Com gol de Danilo e atuação firme na final, Rubro-Negro supera o Palmeiras no Monumental e entra de vez no topo do continente.
Por Lucas Vargas

O Flamengo escreveu um dos capítulos mais significativos de sua trajetória internacional ao derrotar o Palmeiras por 1 a 0 na final da Copa Libertadores, disputada no Monumental de Lima. O triunfo garantiu ao clube o tetracampeonato continental, algo inédito entre os brasileiros e suficiente para colocá-lo ao lado de River Plate e Estudiantes entre os maiores vencedores da América.

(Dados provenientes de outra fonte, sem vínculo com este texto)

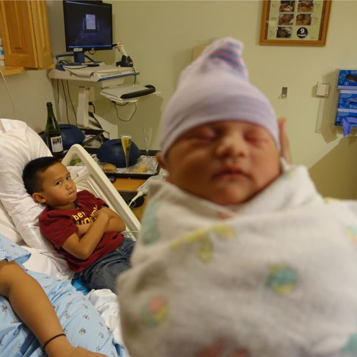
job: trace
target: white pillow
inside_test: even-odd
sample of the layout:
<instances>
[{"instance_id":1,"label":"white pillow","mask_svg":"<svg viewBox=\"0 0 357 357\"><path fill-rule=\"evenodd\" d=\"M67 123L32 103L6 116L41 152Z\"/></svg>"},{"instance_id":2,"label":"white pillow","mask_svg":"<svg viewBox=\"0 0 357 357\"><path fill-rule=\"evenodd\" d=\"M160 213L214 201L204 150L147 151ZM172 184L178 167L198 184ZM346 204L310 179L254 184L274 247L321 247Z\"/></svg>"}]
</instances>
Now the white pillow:
<instances>
[{"instance_id":1,"label":"white pillow","mask_svg":"<svg viewBox=\"0 0 357 357\"><path fill-rule=\"evenodd\" d=\"M22 170L29 161L51 156L43 140L26 123L0 119L0 200L29 246L54 252L40 232L38 216L45 206L34 201L22 182Z\"/></svg>"},{"instance_id":2,"label":"white pillow","mask_svg":"<svg viewBox=\"0 0 357 357\"><path fill-rule=\"evenodd\" d=\"M17 233L11 218L0 201L0 232L12 242L17 244L23 243L21 236Z\"/></svg>"}]
</instances>

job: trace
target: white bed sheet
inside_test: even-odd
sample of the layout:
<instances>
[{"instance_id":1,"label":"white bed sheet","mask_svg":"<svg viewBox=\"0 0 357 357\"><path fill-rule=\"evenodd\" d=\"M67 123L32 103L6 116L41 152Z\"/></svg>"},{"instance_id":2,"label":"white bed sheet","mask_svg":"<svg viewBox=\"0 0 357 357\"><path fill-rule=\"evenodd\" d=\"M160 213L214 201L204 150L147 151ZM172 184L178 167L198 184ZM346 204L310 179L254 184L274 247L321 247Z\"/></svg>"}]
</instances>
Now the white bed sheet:
<instances>
[{"instance_id":1,"label":"white bed sheet","mask_svg":"<svg viewBox=\"0 0 357 357\"><path fill-rule=\"evenodd\" d=\"M12 122L9 122L10 120L0 119L0 124L2 125L0 126L0 135L6 131L5 124L11 126L16 126L16 123L13 124ZM20 124L21 130L23 130L23 123L20 123ZM24 128L24 129L26 128ZM38 138L39 140L41 140L39 137ZM24 141L26 141L26 139ZM40 146L41 145L41 143L40 143ZM4 152L3 155L4 155ZM73 145L62 162L65 165L68 164L74 157L80 158L85 164L86 167L82 167L76 170L74 169L73 174L71 173L74 176L74 180L78 188L88 190L104 199L111 208L123 218L128 231L134 232L140 231L141 225L139 221L114 189L108 177L83 147L80 145ZM75 172L76 171L77 172ZM68 269L63 258L54 252L53 250L49 251L47 249L40 249L30 247L25 244L22 239L21 235L17 232L14 221L9 215L1 201L0 232L12 241L18 244L31 252L31 257L24 264L27 269L70 281L73 274ZM128 233L126 235L135 239L135 233ZM41 240L44 238L40 235L37 239ZM119 323L119 310L116 295L109 289L101 289L92 290L87 296L104 319L109 329L113 333L115 342L123 345Z\"/></svg>"}]
</instances>

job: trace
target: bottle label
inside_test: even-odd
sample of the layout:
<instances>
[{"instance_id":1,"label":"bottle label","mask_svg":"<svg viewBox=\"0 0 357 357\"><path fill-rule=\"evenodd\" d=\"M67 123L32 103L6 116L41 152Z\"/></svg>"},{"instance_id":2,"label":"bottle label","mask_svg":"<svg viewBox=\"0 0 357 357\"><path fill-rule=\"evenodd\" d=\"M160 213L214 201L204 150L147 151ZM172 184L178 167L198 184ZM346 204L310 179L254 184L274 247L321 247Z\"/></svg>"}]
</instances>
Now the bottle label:
<instances>
[{"instance_id":1,"label":"bottle label","mask_svg":"<svg viewBox=\"0 0 357 357\"><path fill-rule=\"evenodd\" d=\"M61 136L53 136L50 139L53 152L60 152L63 151L63 144Z\"/></svg>"}]
</instances>

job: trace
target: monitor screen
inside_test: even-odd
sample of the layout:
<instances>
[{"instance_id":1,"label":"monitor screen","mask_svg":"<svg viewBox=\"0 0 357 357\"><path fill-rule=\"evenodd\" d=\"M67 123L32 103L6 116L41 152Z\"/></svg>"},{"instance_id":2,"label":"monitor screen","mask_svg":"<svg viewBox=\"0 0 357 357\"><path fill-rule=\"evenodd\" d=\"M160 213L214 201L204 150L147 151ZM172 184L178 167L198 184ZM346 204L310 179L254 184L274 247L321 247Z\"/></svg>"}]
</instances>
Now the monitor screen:
<instances>
[{"instance_id":1,"label":"monitor screen","mask_svg":"<svg viewBox=\"0 0 357 357\"><path fill-rule=\"evenodd\" d=\"M66 50L111 49L111 4L64 0L63 14Z\"/></svg>"}]
</instances>

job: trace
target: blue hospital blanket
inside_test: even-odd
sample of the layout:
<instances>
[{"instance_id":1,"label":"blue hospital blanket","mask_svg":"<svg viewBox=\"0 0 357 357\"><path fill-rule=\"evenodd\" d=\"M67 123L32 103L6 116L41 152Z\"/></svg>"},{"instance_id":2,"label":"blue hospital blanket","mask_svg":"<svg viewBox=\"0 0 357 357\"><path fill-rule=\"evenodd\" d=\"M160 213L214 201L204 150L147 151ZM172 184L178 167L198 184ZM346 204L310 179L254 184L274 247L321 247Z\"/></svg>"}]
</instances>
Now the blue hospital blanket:
<instances>
[{"instance_id":1,"label":"blue hospital blanket","mask_svg":"<svg viewBox=\"0 0 357 357\"><path fill-rule=\"evenodd\" d=\"M32 272L21 264L30 253L0 234L0 261L15 261L41 286L73 346L108 356L121 355L121 347L113 341L104 320L87 298L68 282ZM8 300L0 296L0 355L43 356L44 351L32 333L12 310Z\"/></svg>"}]
</instances>

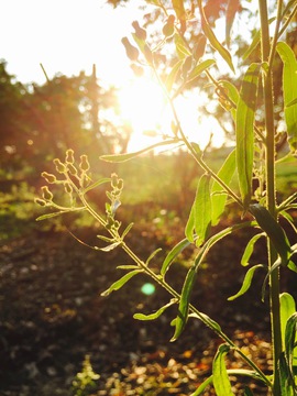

A partida foi marcada por equilíbrio, intensidade e por uma disputa física que começou a se desenhar ainda no primeiro tempo. O Flamengo iniciou a final adiantando suas linhas e criando as primeiras oportunidades com Arrascaeta, Bruno Henrique e Samuel Lino. O Palmeiras reagiu após os 20 minutos, com chegada perigosa de Vitor Roque em cabeçada. A etapa inicial também registrou a jogada mais polêmica do jogo, quando Erick Pulgar acertou a canela de Bruno Fuchs com o lance já parado. Após reclamações dos palmeirenses, o VAR manteve a decisão de campo e não recomendou revisão para possível expulsão.
O segundo tempo trouxe mudanças de ritmo, chances dos dois lados e maior eficiência do Flamengo. Andreas Pereira e Flaco López assustaram no início, mas o time rubro-negro respondeu com finalizações de Arrascaeta e Jorginho. O gol decisivo veio aos 21 minutos, em cobrança de escanteio do uruguaio. Danilo subiu sem marcação e cabeceou no canto, garantindo o título e conquistando uma marca inédita: tornou-se o primeiro jogador campeão duas vezes da Libertadores e da Champions League.
A vitória também encerra uma história particular vivida por ambos os clubes desde a final de 2021, vencida pelo Palmeiras na prorrogação. Três anos depois, a revanche saiu com roteiro simbólico, naquela decisão, Andreas Pereira foi o protagonista do lance do gol decisivo alviverde. Em Lima, vestiu a camisa palmeirense como titular, mas viu o Flamengo levar a melhor.
O resultado ainda garantiu ao clube uma premiação total de R$ 178,2 milhões ao longo da campanha. O vice-campeão Palmeiras recebeu R$ 37,3 milhões.
Fora das quatro linhas, o título consolida mais um feito de Filipe Luís. O treinador tornou-se campeão da competição como técnico e como jogador, repetindo o que já havia vivido em 2019 e 2022, ainda em campo.
Nos minutos finais, o Palmeiras buscou o empate e teve a melhor chance aos 43, com Vitor Roque, parado em dois lances seguidos pela zaga rubro-negra, primeiro por Alex Sandro, depois por Danilo, novamente decisivo. O apito final confirmou o clube carioca como tetracampeão da América e isolado como o maior vencedor brasileiro da Libertadores.